Бабушка доедает булочку и отставляет пустую тарелку.
— Я никогда не спрашивала, кем ты хочешь стать.
— Что?!
— Когда я была моложе, все определялось колдовским даром. От него зависела вся твоя дальнейшая жизнь. — Она стискивает зубы. — Меня это просто бесило.
— А какой у тебя дар?
— Неважно! — отмахивается бабушка. — Важно другое: я не хотела, чтобы он определял всю мою жизнь, но вас воспитывала иначе, даже отговаривала от подобных мыслей. Одна только Кейс не стала меня слушать.
— Ничего, я все равно не знаю, кем хочу быть.
Бабушка прищуривается.
— В этом-то и беда. — Она резко встает. — Мне надо в туалет. — Она приостанавливается и практически шепотом добавляет: — Пальчики оближешь.
Я не успеваю ничего ответить, и она уходит.
— Можно попробовать? — Голос Люка ударяет меня в спину не слабее, чем волшебный хлыст во время темного обряда.
Я разворачиваюсь. Он стоит перед моим столом в черном худи без рукавов и рваных джинсах. Совершенно в стиле Люка. Выражение лица у него жесткое — как тогда, когда мы впервые встретились. Напряженное, но все же не злое. Я не видела Люка с тех пор, как напала на него с ножом.
Кроме того, я не разговаривала с ним с тех пор, как осознала свои чувства. Меня внезапно охватывает смущение. Будто он все поймет, если просто посмотрит мне в глаза. Я обычная девчонка, сильно, на уровне влюбленности, увлеченная парнем, которого едва не убила.
— Конечно. — Я бросаю во фритюрницу комочек теста.
Люк оглядывается.
— Кейс что-нибудь сообщили о стажировке?
Ну и влипли же мы. Стоим, щебечем, будто вчера ничего и не было.
— Еще нет. — Я нервно сглатываю. Люк сам говорил, что не может повлиять на распределение мест, поэтому все, что происходит между нами, никак не повлияет на шансы Кейс. И даже после вчерашнего вряд ли он так поступит с ней… и со мной. — Какими судьбами ты тут оказался?
— Я пришел к тебе.
В груди поднимается волна жара, руки у меня трясутся, когда я проверяю фритюрницу.
Люк протяжно вздыхает:
— Джастин разрешил мне перезапустить программу «Ньюсап». Я ухожу из «Ньюген-пары», чтобы возглавить исследования «Ньюсапов». Там будет много работы с прессой, но он дает мне возможность возродить это направление.
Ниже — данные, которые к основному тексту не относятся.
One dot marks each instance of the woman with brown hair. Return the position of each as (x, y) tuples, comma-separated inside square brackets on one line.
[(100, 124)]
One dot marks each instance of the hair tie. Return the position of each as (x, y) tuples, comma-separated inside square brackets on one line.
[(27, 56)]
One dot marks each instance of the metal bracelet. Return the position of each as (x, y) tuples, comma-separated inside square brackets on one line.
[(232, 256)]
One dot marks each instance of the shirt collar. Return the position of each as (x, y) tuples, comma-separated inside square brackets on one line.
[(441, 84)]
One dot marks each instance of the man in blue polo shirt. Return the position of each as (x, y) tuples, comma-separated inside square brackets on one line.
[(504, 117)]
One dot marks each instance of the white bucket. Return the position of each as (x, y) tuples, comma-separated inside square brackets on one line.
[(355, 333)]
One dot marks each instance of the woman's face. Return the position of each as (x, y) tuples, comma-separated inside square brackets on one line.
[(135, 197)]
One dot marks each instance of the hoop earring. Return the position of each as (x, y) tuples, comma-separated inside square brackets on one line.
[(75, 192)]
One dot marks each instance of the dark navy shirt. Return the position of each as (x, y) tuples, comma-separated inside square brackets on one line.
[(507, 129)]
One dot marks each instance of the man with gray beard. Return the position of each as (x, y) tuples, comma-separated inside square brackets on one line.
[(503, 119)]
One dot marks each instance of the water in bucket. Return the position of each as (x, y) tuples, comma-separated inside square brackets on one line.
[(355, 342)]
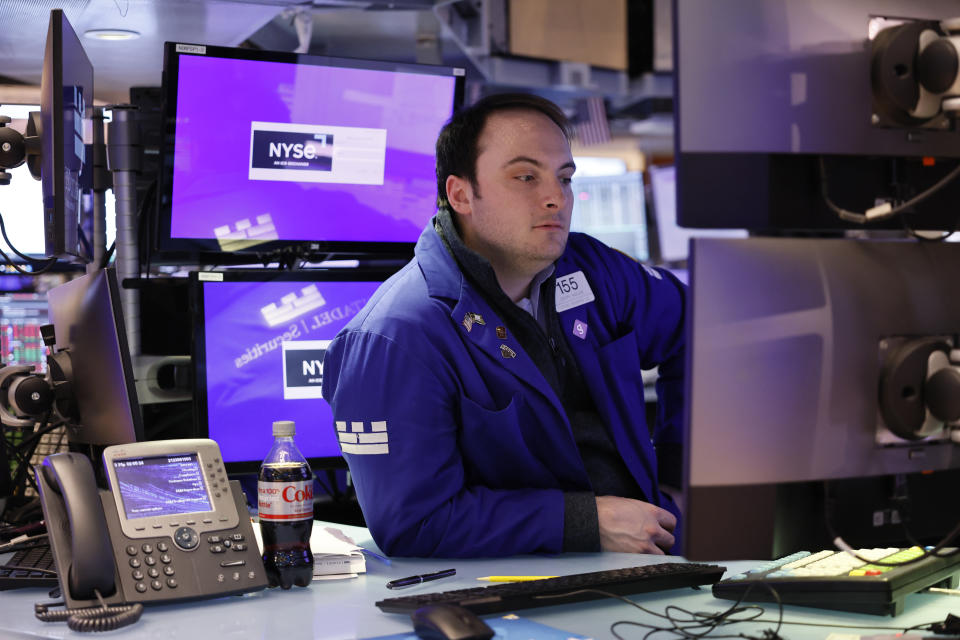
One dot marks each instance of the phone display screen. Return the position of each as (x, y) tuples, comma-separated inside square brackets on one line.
[(162, 485)]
— Потрясающе! — ахаю я. — Ты же об этом и мечтал!
— Да.
— А что изменилось?
Почему Джастин решил вернуть Люка в компанию?
— Я поговорил с Джастином обо всем, что случилось.
Руки у меня еще дрожат, когда я вынимаю булочку из фритюрницы и кладу на нее масло с приправами и бакаляу. Я пододвигаю тарелку Люку.
— И что?
Он трясет головой:
— Когда ты набросилась на меня, было видно, что ты не сомневаешься, будто твердо решила убить. Зачем это тебе?
— В тот момент мне показалось, что это единственный выход.
Больше ничего мне в голову не приходит.
— Ты и сейчас так думаешь?
— Не знаю.
Люк то ли фыркает, то ли смеется:
— У тебя почти получилось, поверь мне на слово. Я здесь только потому, что вмешалась какая-то сила и спасла меня.
— Чего?! — Я моргаю, глядя на него.
— Когда ты уже занесла нож, меня что-то дернуло в сторону. Что-то такое, чего я не видел. Сам я не двигался. Меня что-то сдвинуло.
Не представляю себе, как даже подступиться к тому, чтобы все ему объяснить, поскольку сама не могу взять в толк, о чем он говорит.